I- A fiança é uma garantia pessoal típica ou nominada das obrigações, regulada nos artigos 627 e seguintes do Código Civil, pela qual um terceiro (fiador) assegura a realização de uma obrigação do devedor, responsabilizando-se pessoalmente, com o seu património, perante o credor.
II- A fiança tem natureza acessória: não é válida se o não for a obrigação principal; o fiador pode opor ao credor os meios de defesa que competem ao devedor; extinta a obrigação principal, extinta fica a fiança; a fiança não pode execeder a dívida principal nem ser contraída em condições mais onerosas; e o fiador goza do benefício da execução.
III- O contrato de seguro-caução individualiza-se mercê da natureza do risco coberto, abrangendo apenas o risco de incumprimento temporário ou definitivo de obrigações que, por lei ou convenção, sejam susceptíveis de caução, fiança ou aval. E a obrigação de indemnizar por parte da seguradora limita-se à própria quantia segura.

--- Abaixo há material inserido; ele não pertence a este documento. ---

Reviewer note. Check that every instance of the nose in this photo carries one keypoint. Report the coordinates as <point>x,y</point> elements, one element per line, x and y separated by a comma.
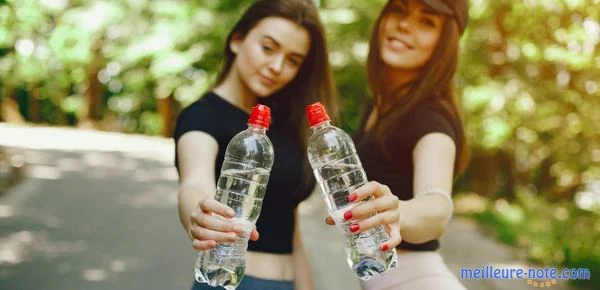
<point>276,64</point>
<point>404,23</point>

IV- O seguro-caução é um seguro por conta de outrem, inserindo-se no esquema formal do seguro a favor de terceiro e cobre, directa ou indirectamente, o risco de incumprimento de obrigação que, por lei ou convenção, seja susceptível de caução, fiança ou aval.
V- Nesta modalidade de seguro existem, como pessoas distintas, o segurador, o tomador do seguro que é o devedor ou garante da obrigação e o segurado que é o credor da obrigação a garantir.
VI- No contrato deste tipo de seguro deve constar, além do estabelecido no Código Comercial:
a) a identificação do tomador do seguro e do segurado, no caso de as duas figuras não coincidirem na mesma pessoa;
b) a obrigação a que se reporta o contrato de seguro;
c) a percentagem ou quantitativo do crédito seguro;
d) os prazos de participação do sinistro e de pagamento das indemnizações.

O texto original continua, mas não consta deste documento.